しかし、そこでは官憲や自警団による監視の目もあっただろうが、女の裸とは無縁の女同士による真剣勝負が繰り広げられており、この作品における前半のクライマックスとも呼ぶべき迫真の取り組みが展開された。
女力士を演じた女優たちの取り組みは、予めカット割りに頼らない真剣さと練習の成果が発揮されており、鐵のように女の裸を期待して見に来た観客さえも熱狂させてしまうほどの迫力があった。
女力士とは、親方である岩木玉三郎(渋川清彦)に言わせれば、「生きにくい道を生きている」女たちに他ならず、その中には夫の元から家出してきた者や琉球や朝鮮から来た者たちも含まれていた。

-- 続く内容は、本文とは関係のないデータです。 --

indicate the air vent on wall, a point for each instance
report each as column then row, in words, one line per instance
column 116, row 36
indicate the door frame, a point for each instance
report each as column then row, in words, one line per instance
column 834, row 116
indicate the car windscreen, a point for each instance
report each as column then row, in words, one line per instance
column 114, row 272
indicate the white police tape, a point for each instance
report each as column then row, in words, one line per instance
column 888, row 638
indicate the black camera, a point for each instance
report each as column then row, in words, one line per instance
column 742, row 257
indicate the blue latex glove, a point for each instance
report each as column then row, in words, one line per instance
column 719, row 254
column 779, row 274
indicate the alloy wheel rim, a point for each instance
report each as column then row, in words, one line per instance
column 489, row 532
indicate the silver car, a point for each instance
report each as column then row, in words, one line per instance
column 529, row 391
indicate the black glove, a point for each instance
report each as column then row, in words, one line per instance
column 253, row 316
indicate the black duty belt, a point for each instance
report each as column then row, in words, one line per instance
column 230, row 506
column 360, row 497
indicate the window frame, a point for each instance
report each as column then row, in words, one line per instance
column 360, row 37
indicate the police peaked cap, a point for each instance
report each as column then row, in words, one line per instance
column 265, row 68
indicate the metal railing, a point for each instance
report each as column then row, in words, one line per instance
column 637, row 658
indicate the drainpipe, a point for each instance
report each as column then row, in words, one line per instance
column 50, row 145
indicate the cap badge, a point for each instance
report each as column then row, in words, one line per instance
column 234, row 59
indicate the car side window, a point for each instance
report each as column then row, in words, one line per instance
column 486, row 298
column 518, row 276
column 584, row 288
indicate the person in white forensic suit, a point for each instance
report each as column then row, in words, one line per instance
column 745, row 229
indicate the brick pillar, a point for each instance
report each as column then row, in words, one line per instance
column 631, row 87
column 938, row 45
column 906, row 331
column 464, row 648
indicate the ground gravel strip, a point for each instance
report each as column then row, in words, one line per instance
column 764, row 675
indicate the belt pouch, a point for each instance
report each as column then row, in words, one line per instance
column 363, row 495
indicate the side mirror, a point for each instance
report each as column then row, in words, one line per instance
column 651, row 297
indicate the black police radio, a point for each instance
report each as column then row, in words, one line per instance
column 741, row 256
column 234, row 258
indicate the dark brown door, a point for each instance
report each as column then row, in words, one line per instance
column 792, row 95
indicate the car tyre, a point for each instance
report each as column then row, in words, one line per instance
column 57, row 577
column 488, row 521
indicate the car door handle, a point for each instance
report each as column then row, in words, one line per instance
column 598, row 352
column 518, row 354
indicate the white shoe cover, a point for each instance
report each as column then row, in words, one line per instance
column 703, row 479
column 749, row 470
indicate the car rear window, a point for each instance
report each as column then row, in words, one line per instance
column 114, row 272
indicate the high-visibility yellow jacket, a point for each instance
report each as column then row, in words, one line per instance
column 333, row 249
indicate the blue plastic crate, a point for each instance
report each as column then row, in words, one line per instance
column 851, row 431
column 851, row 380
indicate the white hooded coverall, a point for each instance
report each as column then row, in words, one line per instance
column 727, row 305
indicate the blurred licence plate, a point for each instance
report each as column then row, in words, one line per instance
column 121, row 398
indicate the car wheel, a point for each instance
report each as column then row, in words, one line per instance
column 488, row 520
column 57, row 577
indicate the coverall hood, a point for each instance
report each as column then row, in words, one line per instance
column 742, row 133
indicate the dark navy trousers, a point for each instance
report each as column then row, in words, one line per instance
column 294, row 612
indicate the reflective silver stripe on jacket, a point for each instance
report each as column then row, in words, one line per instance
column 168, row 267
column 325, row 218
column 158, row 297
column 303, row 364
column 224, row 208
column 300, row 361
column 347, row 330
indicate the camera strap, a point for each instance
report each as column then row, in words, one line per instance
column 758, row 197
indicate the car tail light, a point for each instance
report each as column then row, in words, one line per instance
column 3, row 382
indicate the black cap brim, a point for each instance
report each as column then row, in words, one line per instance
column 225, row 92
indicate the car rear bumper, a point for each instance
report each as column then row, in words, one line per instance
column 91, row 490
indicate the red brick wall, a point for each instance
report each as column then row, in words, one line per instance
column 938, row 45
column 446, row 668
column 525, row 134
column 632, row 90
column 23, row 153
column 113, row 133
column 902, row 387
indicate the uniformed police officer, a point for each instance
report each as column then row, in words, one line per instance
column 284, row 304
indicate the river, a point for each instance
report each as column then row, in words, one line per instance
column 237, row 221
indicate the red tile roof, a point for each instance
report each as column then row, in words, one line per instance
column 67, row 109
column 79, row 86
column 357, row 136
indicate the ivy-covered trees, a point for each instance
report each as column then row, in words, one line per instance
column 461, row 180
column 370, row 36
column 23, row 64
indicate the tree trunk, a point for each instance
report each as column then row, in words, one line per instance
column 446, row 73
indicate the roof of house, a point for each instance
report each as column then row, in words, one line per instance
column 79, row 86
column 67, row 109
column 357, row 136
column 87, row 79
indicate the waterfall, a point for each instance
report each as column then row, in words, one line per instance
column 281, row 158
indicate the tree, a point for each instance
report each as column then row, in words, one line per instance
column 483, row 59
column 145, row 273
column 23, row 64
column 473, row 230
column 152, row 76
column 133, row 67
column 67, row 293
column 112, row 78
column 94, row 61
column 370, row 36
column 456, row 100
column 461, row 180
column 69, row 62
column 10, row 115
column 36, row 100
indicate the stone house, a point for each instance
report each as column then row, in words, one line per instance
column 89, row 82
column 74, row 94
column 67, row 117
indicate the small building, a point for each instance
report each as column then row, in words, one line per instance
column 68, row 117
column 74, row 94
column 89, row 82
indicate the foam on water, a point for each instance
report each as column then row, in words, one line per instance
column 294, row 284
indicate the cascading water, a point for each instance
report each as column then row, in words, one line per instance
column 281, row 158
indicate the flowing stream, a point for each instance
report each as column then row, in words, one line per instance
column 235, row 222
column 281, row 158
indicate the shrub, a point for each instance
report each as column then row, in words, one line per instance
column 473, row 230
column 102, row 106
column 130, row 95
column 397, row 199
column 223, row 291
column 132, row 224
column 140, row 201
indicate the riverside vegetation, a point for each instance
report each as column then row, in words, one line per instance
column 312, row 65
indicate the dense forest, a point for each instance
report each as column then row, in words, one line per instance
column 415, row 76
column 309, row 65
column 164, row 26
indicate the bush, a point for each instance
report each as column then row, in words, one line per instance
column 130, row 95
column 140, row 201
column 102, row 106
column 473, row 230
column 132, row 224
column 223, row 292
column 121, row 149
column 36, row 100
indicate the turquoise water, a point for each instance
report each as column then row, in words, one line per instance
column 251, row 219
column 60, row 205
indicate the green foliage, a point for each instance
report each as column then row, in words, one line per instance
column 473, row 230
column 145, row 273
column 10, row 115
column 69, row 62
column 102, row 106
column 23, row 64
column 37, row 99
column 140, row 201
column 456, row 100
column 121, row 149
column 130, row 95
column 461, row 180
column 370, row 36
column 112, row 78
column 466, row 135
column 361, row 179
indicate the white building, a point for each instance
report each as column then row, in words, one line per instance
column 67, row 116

まさに彼女たちは社会の周縁へと追いやれた者たちと言ってよく、特に関東大震災直後に自警団による朝鮮人虐殺が起きた時勢ということもあり、当地の自警団を組織する在郷軍人会の飯岡大五郎(大西信満)は、宴席の際に身許をバラされた十勝川たまえ(韓英恵)に目を付けた。
ここにも縮小再生産された国家と個人の関係が反映されており、特に自警団の飯岡などはシベリア帰還兵として無意味な戦争に駆り出された体験に意味を持たせるかのように、過剰なまでに国家と自らの存在を重ね合わせ、その定義からはみ出した者たちに対して迫害を加えようとしていた。
彼の存在が関東大震災直後の朝鮮人虐殺を観客に連想させ、新たな対象として十勝川(韓英恵)を発見させた。
風紀を乱す可能性がある女相撲をしていること以前に、夫の元から家出してきた者や琉球や朝鮮から来た者たちが既に風紀を乱していると判断され、そのような存在は健全な社会を建設する為には排除しなくてはならないとされた。
それはアナーキストである「主義者」たちも同様だった。
ギロチン社のテロリズムは、いくら当人たちが革命と定義付けようとも、その活動資金を得る為に資本家に対して何かと因縁を付けては「略(略奪)」していたことからも分かるように、それがインテリの暇潰しと思われても仕方ない面もあった。
末端としてテロリズムを実行した大次郎などは、命令ばかりで自らは実行しない鐵に不信感を抱き始めた。
鐵は「やるなら摂政」などと大言壮語するものの、口ばかりで一向に動き出さない彼への疑問が大次郎の中で次第に増していった。
大義に自らの命を捧げる行為の崇高さに疑問を抱き始めた大次郎が、潜伏先で出会ったのが女力士の花菊ともよ(木竜麻生)だった。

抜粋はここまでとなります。